Creyó estar vestido para la noche: de negro, como para tomar un taxi sin sentir temor, mejor, causándolo. Convencido, además, que de la juntura de amarillo y negro se cosechan, como panales, regios vínculos. No habrá taxi que se resista al negro de mi traje. Con absoluta jovialidad, una gorra negra, con su visera hacia atrás, cumplía las mismas funciones de una cereza en un pastel. 

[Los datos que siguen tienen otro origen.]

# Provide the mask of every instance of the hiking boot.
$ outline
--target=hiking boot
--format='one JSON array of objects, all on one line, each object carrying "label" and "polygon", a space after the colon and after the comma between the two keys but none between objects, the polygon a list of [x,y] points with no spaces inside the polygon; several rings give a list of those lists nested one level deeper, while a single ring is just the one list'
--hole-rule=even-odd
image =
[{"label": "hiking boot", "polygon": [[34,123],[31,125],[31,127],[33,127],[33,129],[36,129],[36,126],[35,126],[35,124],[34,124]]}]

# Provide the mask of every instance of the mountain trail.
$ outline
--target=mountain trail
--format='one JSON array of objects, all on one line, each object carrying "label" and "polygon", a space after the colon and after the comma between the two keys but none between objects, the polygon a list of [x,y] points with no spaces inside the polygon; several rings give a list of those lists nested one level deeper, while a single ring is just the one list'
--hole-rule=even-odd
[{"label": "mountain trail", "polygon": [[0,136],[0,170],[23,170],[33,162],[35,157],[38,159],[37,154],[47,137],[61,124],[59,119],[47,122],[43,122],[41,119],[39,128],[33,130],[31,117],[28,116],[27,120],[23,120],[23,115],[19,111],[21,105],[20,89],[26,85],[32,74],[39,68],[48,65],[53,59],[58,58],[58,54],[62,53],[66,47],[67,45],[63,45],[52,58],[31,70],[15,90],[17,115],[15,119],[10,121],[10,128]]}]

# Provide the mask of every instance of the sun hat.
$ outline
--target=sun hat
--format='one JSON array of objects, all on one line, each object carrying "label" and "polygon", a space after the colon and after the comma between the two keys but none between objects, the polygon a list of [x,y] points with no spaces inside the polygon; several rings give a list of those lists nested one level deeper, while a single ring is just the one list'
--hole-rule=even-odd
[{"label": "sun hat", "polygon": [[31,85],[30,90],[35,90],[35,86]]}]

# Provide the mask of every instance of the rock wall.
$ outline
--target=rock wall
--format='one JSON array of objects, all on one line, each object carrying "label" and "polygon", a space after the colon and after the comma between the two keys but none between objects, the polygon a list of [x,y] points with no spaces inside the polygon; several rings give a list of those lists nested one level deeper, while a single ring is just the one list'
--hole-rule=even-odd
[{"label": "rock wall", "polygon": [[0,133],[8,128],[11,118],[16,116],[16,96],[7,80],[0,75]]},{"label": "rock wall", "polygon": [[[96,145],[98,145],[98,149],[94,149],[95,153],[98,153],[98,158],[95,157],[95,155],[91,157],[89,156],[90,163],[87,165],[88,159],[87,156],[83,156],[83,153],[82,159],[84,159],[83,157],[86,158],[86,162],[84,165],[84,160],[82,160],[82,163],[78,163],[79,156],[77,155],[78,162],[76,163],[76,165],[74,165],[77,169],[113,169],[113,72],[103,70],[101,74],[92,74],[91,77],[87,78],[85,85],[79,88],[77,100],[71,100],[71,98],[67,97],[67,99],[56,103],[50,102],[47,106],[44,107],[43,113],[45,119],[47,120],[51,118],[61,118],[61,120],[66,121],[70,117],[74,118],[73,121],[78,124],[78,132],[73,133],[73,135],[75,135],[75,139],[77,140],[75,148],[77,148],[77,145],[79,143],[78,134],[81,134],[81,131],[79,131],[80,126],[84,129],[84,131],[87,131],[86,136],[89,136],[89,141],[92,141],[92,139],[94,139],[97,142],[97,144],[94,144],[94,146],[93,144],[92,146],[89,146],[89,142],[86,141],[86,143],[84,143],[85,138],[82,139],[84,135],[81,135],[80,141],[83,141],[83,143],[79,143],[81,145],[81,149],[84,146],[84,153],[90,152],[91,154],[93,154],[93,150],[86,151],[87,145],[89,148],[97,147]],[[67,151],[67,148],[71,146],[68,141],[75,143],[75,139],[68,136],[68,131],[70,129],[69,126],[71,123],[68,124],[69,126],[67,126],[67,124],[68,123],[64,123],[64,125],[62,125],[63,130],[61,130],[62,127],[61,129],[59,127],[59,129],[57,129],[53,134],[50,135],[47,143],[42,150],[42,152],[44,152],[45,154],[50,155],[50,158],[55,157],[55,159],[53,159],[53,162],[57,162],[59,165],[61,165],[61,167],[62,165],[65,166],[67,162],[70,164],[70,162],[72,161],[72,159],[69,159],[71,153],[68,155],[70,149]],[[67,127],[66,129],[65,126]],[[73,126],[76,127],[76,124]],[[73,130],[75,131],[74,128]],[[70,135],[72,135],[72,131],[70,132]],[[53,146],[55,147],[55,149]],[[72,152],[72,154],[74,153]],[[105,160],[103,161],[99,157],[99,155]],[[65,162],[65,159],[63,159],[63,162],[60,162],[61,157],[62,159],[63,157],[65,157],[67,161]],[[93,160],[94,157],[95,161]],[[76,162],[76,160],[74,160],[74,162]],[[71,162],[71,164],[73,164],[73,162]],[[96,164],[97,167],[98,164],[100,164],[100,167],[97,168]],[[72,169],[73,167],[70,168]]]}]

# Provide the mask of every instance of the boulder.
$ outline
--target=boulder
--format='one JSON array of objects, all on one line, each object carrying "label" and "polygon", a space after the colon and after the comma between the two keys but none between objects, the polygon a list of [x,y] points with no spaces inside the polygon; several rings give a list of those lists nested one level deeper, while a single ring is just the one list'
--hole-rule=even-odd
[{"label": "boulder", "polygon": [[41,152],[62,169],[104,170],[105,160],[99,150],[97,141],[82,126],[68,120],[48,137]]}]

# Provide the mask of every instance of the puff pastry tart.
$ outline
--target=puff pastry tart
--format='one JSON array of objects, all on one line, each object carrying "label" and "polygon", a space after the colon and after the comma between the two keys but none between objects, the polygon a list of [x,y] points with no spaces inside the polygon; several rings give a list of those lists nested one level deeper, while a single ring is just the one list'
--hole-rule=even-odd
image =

Es cierto que durante un día, como cualquier otro, resultaría normal levantar las manos, para el agarre, para encender la luz, para decir adiós, para rezar... es un gesto que contadas veces ha producido sectarismos religiosos o políticos. Así que, generalmente, suscita normalidad. Pero la forma en que levantó la mano (la izquierda, por cierto) para detener el taxi, ni por el Consejo Supremo de Gestos podría ser catalogada normal. Sublime, quizá Santa. Cuando inició el gesto seis huracanes cesaron su arremolinado movimiento. Crecieron altos los arbustos de la tundra. Mientras levantaba su mano de a poco, tronaba el cielo de todos los países y los moradores del mundo miraron orquestalmente hacia arriba esperando el cataclismo universal; ese fue el sonido de la inflexión, del antes y el después, para luego rumorear en todas las latitudes que, con el estruendo, alguien murió.